Herein begins my testing blog, not that I suspect anyone will read it, but here goes anyway.  Apologies in advance for my somewhat stream-of-consciousness flow.  Friends sometimes call me Mr. Tangent, to which I reply, “I resemble that remark.”

Speaking of stream of consciousness, I recently watched for about the tenth time The Great Escape.  I love this movie.  It suggests readily what courses through the mind of a tester on a daily basis.  It takes place in the final days of World War II.  A group of experienced, but obviously not completely successful, escapees from NAZI prison camps have been gathered into one camp, especially designed for them, a camp believed to be inescapable – so thinks its designer anyway.  Steve McQueen plays the cocky American officer who stands out as a natural at the game, boasting of no less than 18 escapes (and subsequent recaptures) to his credit.  Within his first few minutes in the camp, he has already sniffed out a “testable” situation and devised a “test” to explore it.  Pulling out his baseball and glove, he pretends to play catch with himself, a seemingly idle act.  A wire strung near ground-level marks out a margin between the camp and the fence.  Crossing it would initiate an immediate response of machine gun fire from the guard towers – “unless,” he thinks, “unless the guards don’t see you.”  Is there a place where the guards won’t see him?  Yes, there is.  At the precise mid-point between the two towers, there is a blind spot, a place neither tower can see.  He throws his baseball along that line to the fence.  Then, at a moment when the guards are distracted by a commotion elsewhere, he calmly steps across the wire and walks toward his baseball.  It only lasts seconds until he is finally seen and has to plead that the machine gun fire at his feet cease; but the few seconds were all he needed.  He had found his first “bug” in the inescapable (supposedly “bug-free”) prison camp.  This quick discovery would become a key building block in his first escape attempt.

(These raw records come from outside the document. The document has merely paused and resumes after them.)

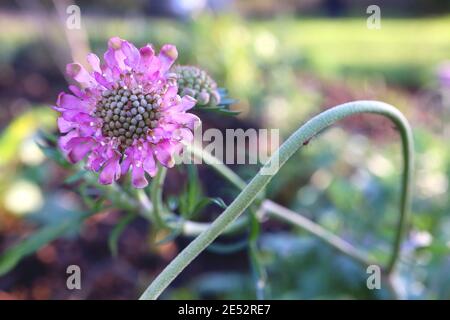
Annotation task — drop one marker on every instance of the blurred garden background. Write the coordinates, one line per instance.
(284, 61)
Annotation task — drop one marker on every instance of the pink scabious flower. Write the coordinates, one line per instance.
(125, 114)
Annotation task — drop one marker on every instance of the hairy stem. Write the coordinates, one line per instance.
(287, 149)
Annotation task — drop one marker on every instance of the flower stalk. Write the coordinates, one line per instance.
(287, 149)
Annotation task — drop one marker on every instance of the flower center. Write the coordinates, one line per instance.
(128, 114)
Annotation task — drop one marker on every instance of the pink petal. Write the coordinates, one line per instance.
(114, 56)
(64, 140)
(76, 91)
(167, 55)
(163, 152)
(147, 55)
(187, 102)
(94, 61)
(65, 126)
(102, 80)
(138, 177)
(111, 171)
(150, 165)
(68, 101)
(126, 163)
(80, 147)
(131, 53)
(79, 74)
(94, 162)
(188, 120)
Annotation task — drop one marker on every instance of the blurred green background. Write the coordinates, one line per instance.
(284, 62)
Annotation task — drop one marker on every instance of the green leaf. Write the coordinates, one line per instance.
(118, 229)
(207, 201)
(77, 176)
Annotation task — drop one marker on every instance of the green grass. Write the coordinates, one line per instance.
(404, 51)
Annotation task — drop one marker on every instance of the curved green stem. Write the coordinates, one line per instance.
(156, 196)
(287, 149)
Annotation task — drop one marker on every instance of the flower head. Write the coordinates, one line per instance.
(125, 114)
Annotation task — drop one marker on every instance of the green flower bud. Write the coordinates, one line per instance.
(196, 83)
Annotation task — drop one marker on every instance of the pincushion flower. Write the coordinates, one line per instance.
(125, 114)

This is how a tester thinks, almost without thinking.  It’s like a reflex.  Now, if we were to ask this man, “But where is your escape plan and carefully drawn up list of potential escape methods?  Certainly you made good use of the time during the ride to the prison camp in formulating all these things.  Certainly you are prepared to give your commanding officer at any moment status of how you are progressing in you investigation of means of escape and an estimate of when you would complete this investigation.  Hardly!  Steve McQueen didn’t have a plan.  He carried out his investigations on the fly.  And as far as an estimate of when this all would be completed his answer would probably be something like, “I’ll tell you over a shot of Kirsch once we’ve reached Switzerland.”

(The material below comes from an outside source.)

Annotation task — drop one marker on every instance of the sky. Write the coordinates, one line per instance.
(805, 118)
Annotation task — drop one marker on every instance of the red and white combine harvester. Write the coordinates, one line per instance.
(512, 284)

I think there is another reason this movie resonates with me as a tester.  Maybe I’m strange — just ask my wife or anyone else I know and you’ll learn that I probably am… Maybe I’m strange, but I get a sort of odd thrill out of testing, like the thrill one gets when getting away with something.  Hah!  I didn’t write a single line of code in this application but I found something in it that no developer did.  I found a bug!  No one told me where or how to find it.  No one had to give me permission to find it.  I did not even need to be in process of executing a written test case to find it.  But I found it anyway.  I’ve never been imprisoned in such a camp but I imagine escaping from one is a similar such thrill.

So back to the point (finally!) of this article… I’ve happened upon circumstance (in the form of a sudden lay-off from my last testing gig) that has afforded me time to start a blog.  I’ve wanted to do it for quite a while after reading the many interesting articles published by my fellow AST members.  As to what I’d like to focus on I have given considerable thought, but I still haven’t arrived at a framework.  I suppose my present job hunt will naturally provide such, at least initially.  Anyway, if you can point me to my next job, please do so, but maybe in the mean time you can at least engage with me in some fun conversation.  In due time I will be putting down some thoughts I’ve had over the past two years during which I have come to know the context-driven paradigm and surrounding community — this after thirteen sustained, torturous years of factory testing!